An NHSE insider passed HSJ a copy of the PA Consulting invoice which detailed the daily rates charged by the team of seven. One of the PA Consulting staff, partner Tony Wood, was charged out at a daily rate of £1,900, or £5,700 for three days’ work. The most expensive consultant was James Raymond, who, since the contract, has joined NHSE as a senior policy lead. His 35 days’ work for NHS England was billed at a daily rate of £1,510, earning PA Consulting a total of £52,850.

In total, NHSE was billed £204,164.

NHSE was established in 2013 under the Health and Social Care Act. The organisation’s roles, functions, powers and responsibilities were set out in the legislation, though these have since changed in some aspects.

In March last year, NHSE and I announced plans for the two bodies to work more closely together. In March 2019, it was revealed Simon Stevens would now act as the “leader” of both organisations following the departure of NHSI chief executive Ian Dalton.

The source who leaked details of the contract told HSJ it was a “shocking example of how the NHS is wasting taxpayers’ money on grossly overpaid management consultants”.
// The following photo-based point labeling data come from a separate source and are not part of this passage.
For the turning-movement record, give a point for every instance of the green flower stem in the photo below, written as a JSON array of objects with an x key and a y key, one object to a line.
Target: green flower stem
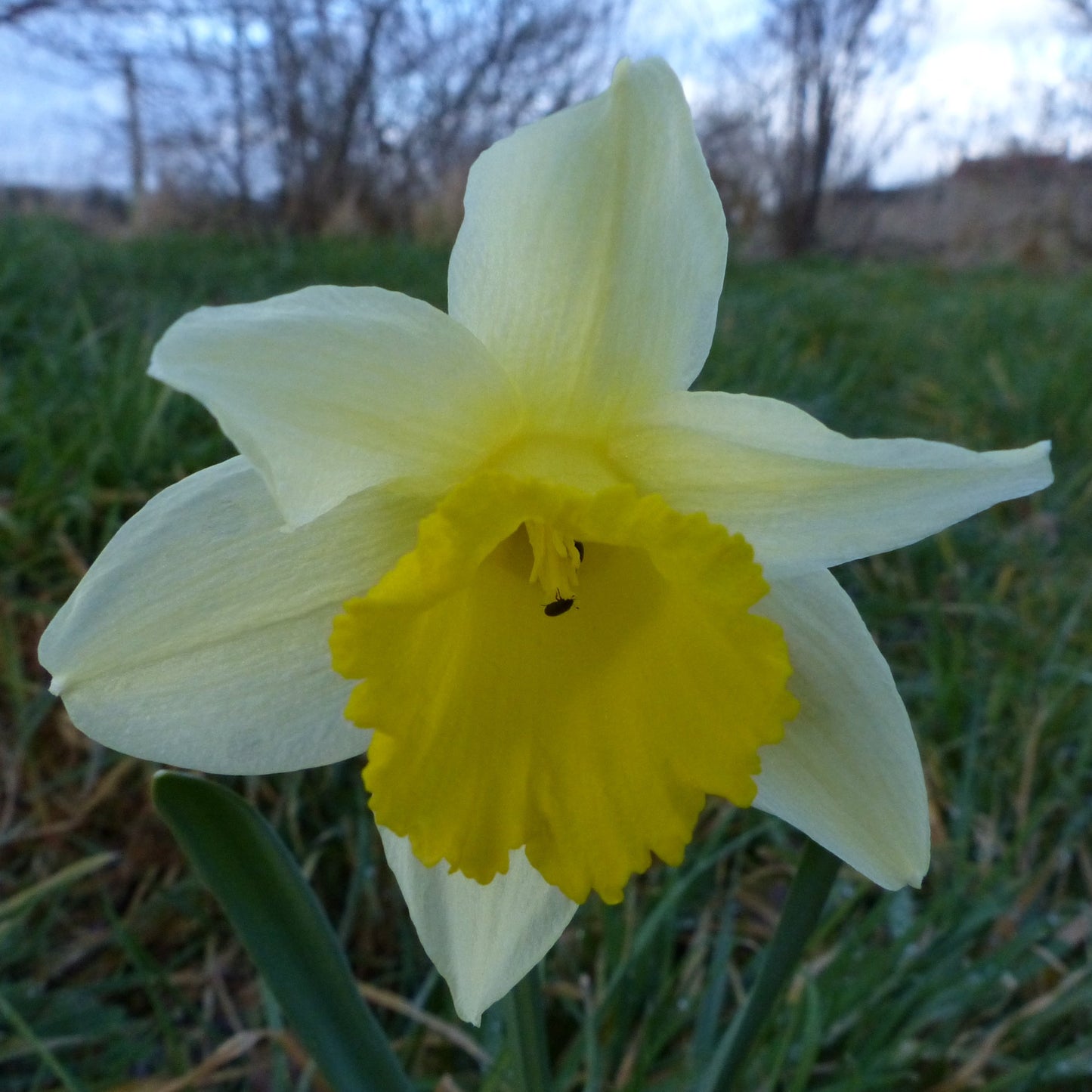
[
  {"x": 527, "y": 1030},
  {"x": 806, "y": 898},
  {"x": 277, "y": 915}
]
They added the function mapping exercise was designed to identify what functions NHSE were legally responsible for before the merger with NHSI, saying: “NHS England should have been able to undertake this work internally using existing staff.”

Under NHSE’s standing financial instructions, non-clinical and non-pay revenue expenditure with non-NHS bodies can be approved by its commercial team up to a value of £3m. Contracts worth more than £10m require the NHSE board to approve the business case.
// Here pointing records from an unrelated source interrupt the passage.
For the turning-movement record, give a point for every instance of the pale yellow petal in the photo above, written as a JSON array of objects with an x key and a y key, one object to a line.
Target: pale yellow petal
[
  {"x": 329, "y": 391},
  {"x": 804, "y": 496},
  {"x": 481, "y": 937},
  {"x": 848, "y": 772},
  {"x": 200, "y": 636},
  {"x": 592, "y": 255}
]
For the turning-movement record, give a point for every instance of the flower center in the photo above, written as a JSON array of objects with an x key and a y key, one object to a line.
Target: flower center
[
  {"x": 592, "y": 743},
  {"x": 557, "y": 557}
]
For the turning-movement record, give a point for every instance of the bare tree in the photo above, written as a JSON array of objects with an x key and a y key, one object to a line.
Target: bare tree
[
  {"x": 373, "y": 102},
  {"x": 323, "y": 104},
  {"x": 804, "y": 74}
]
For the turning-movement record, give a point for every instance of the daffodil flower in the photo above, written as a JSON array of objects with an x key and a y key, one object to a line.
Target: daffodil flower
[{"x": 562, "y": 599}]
NHSE argued the contract was a vital part of its preparations for the merger with NHSI that would save the taxpayer millions of pounds.

A spokesman said: “The closer working of two large complex organisations will not only reduce the reporting burden on front-line NHS staff but it will also lead to efficiency savings of nearly 20 per cent, freeing up almost £100m to be reinvested into patient care.

“Given the legal complexities of joining NHSE and NHSI detailed independent work was needed to help identify which functions needed to remain separate for legal reasons and which could be carried out by single teams on behalf of both organisations.”

He also claimed NHSE and commissioning support units had spent only £9m on consultancy services in 2018-19 compared with £27m in 2017-18.

A PA Consulting spokesman refused to comment other than to say it was “very proud of the work we do for the NHS and wider health and care sector”.